Ce motif discursif est régulièrement utilisé comme moyen d’explications d’une situation ou d’un échec (la « cinquième colonne », l’« ennemi de l’intérieur », etc.) par les différentes organisations d’extrême droite depuis le XIXe siècle. Il est aussi mobilisé à des fins de propagande et de mobilisation d’une population que ces militants cherchaient à dresser en permanence contre un adversaire tapi et agissant dans l’ombre. Durant longtemps, il s’est agi du Juif, du franc-maçon, du communiste, voire du complot judéo-maçonnique ou judéo-bolchévique. Depuis le 11 septembre 2001, il s’agit du musulman, forcément extra-européen et forcément hostile. Il faut reconnaître que ce type de construction théorique s’applique très bien à l’histoire immédiate qui, par définition, est mal connue : comme on n’a pas accès aux archives, comme il faut démêler les événements, certains faits importants restent incompréhensibles.
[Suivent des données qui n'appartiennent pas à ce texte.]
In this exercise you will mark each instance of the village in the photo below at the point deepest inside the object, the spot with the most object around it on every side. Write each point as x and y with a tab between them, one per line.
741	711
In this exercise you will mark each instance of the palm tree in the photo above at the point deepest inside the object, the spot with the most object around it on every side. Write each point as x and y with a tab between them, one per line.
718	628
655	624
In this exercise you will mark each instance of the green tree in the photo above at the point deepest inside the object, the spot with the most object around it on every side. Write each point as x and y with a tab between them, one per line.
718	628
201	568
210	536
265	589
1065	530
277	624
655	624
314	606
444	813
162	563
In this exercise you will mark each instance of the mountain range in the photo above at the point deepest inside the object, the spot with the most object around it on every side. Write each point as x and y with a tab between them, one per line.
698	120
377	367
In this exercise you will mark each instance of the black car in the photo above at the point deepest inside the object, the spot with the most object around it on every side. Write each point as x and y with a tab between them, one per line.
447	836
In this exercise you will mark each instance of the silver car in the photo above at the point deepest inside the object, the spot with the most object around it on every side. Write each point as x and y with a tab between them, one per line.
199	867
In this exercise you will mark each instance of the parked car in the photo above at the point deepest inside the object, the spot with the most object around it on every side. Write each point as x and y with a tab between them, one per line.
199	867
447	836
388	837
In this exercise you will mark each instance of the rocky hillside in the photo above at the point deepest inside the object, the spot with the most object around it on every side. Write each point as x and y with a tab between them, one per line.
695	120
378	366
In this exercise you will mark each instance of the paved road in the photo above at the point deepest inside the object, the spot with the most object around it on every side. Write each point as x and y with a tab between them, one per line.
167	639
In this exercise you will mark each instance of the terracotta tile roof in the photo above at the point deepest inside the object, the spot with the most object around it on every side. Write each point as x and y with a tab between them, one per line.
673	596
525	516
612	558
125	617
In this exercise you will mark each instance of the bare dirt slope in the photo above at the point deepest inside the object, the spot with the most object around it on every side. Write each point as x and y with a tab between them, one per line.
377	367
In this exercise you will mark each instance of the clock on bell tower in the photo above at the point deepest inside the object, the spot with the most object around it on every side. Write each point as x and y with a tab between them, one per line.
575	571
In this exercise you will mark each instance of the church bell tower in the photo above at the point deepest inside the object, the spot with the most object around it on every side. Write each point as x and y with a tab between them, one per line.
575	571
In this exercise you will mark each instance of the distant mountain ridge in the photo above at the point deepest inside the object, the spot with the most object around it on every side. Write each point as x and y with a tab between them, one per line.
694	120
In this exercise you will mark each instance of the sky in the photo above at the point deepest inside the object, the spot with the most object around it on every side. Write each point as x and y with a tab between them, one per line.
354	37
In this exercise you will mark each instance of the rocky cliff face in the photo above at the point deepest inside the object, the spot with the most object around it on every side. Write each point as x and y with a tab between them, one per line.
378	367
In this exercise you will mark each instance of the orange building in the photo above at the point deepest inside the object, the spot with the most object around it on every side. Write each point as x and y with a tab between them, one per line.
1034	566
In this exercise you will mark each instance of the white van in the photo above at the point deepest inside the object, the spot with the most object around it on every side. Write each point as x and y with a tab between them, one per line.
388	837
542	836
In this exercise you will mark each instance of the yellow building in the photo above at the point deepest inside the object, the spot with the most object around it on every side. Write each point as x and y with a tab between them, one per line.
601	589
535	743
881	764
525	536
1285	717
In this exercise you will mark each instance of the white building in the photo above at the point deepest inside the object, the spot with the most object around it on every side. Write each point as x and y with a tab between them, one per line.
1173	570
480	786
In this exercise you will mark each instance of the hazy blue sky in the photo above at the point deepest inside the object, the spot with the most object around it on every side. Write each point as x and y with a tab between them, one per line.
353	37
On peut citer le terrible accident de l’usine AZF de Toulouse, le 21 septembre 2001. Des cadres identitaires y ont aussitôt vu un attentat islamiste.

Aujourd’hui, les extrêmes droites reviennent en force, transformées, mais intactes dans les grandes lignes (antisémitisme, racisme, défense de la « race blanche »). Les digues qui les maintenaient éloignées du pouvoir ont progressivement cédé à partir des années 1990. Nous traversons aujourd’hui une nouvelle phase historique. L’obsession identitaire, longtemps confinée aux milieux les plus radicaux, est devenue banale, et mise en avant par deux candidats à l’élection présidentielle, qui ont fait un peu plus de 30% des suffrages exprimés (23,15% pour le Rassemblement national et 7,07 pour Reconquête). Il faut donc prendre ces discours avec sérieux, car il faut bien le reconnaître que le fond de l’air effraie…

Stéphane François est professeur de science politique à l’université de Mons, spécialiste des extrêmes droites. Il vient de publier Géopolitique des extrêmes droites aux Éditions Le Cavalier Bleu (2022).